1. Write the Balanced Chemical Equation:

Na₂CO₃(aq) + CaCl₂•2H₂O(aq) → CaCO₃(s) + 2NaCl(aq) + 2H₂O(l)

2. Calculate the Molar Masses:

* Na₂CO₃: (2 * 22.99) + 12.01 + (3 * 16.00) = 105.99 g/mol

* CaCl₂•2H₂O: 40.08 + (2 * 35.45) + (2 * 18.02) = 147.02 g/mol

3. Convert Mass to Moles:

* Moles of Na₂CO₃: 1.00 g / 105.99 g/mol = 0.00943 mol

* Moles of CaCl₂•2H₂O: 1.00 g / 147.02 g/mol = 0.00680 mol

4. Determine the Limiting Reactant:

* Using the mole ratio from the balanced equation: The equation shows a 1:1 mole ratio between Na₂CO₃ and CaCl₂•2H₂O.
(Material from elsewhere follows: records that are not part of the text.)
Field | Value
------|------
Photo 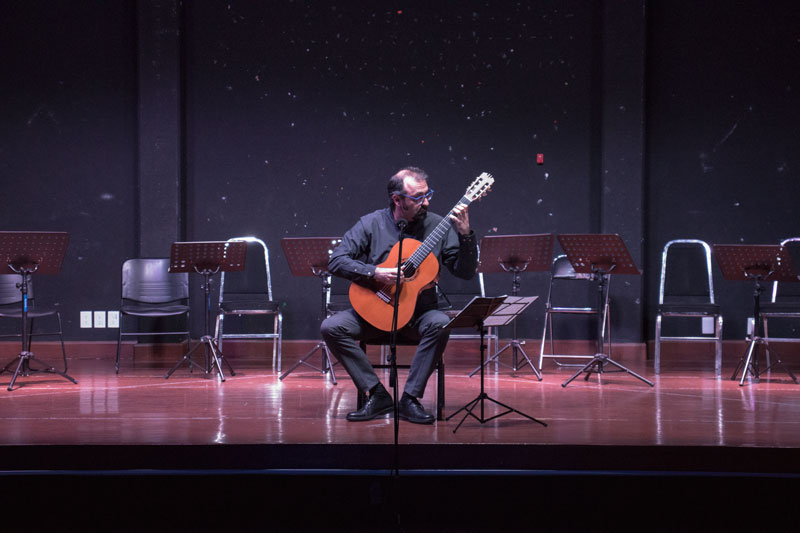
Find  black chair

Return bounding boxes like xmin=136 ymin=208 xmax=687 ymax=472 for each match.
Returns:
xmin=215 ymin=237 xmax=283 ymax=374
xmin=115 ymin=258 xmax=189 ymax=373
xmin=0 ymin=274 xmax=67 ymax=374
xmin=750 ymin=237 xmax=800 ymax=356
xmin=539 ymin=255 xmax=611 ymax=370
xmin=654 ymin=239 xmax=722 ymax=377
xmin=356 ymin=341 xmax=444 ymax=420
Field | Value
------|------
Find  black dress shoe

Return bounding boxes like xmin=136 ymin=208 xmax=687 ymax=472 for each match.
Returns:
xmin=347 ymin=389 xmax=394 ymax=422
xmin=399 ymin=394 xmax=434 ymax=424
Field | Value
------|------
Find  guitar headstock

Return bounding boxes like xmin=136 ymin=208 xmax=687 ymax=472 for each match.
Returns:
xmin=464 ymin=172 xmax=494 ymax=202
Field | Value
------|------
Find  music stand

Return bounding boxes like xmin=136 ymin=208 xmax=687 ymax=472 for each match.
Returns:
xmin=712 ymin=244 xmax=798 ymax=387
xmin=558 ymin=233 xmax=655 ymax=387
xmin=469 ymin=233 xmax=553 ymax=381
xmin=279 ymin=237 xmax=342 ymax=385
xmin=0 ymin=231 xmax=78 ymax=391
xmin=164 ymin=241 xmax=247 ymax=381
xmin=445 ymin=296 xmax=547 ymax=433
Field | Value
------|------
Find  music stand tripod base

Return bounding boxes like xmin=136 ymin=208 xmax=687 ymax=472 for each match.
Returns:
xmin=469 ymin=233 xmax=553 ymax=381
xmin=164 ymin=241 xmax=247 ymax=382
xmin=558 ymin=234 xmax=655 ymax=387
xmin=712 ymin=244 xmax=798 ymax=387
xmin=0 ymin=231 xmax=78 ymax=391
xmin=445 ymin=296 xmax=547 ymax=433
xmin=278 ymin=237 xmax=342 ymax=385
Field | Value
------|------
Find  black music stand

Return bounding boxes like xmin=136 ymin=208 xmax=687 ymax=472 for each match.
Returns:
xmin=712 ymin=244 xmax=798 ymax=387
xmin=558 ymin=233 xmax=655 ymax=387
xmin=445 ymin=296 xmax=547 ymax=433
xmin=164 ymin=241 xmax=247 ymax=381
xmin=469 ymin=233 xmax=553 ymax=381
xmin=279 ymin=237 xmax=342 ymax=385
xmin=0 ymin=231 xmax=78 ymax=391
* Compare moles: Since we have fewer moles of CaCl₂•2H₂O (0.00680 mol) than Na₂CO₃ (0.00943 mol), CaCl₂•2H₂O is the limiting reactant.

Explanation:

The limiting reactant is the one that gets completely consumed first, preventing the reaction from proceeding further. In this case, even though we have more moles of Na₂CO₃, the reaction will stop when all of the CaCl₂•2H₂O is used up.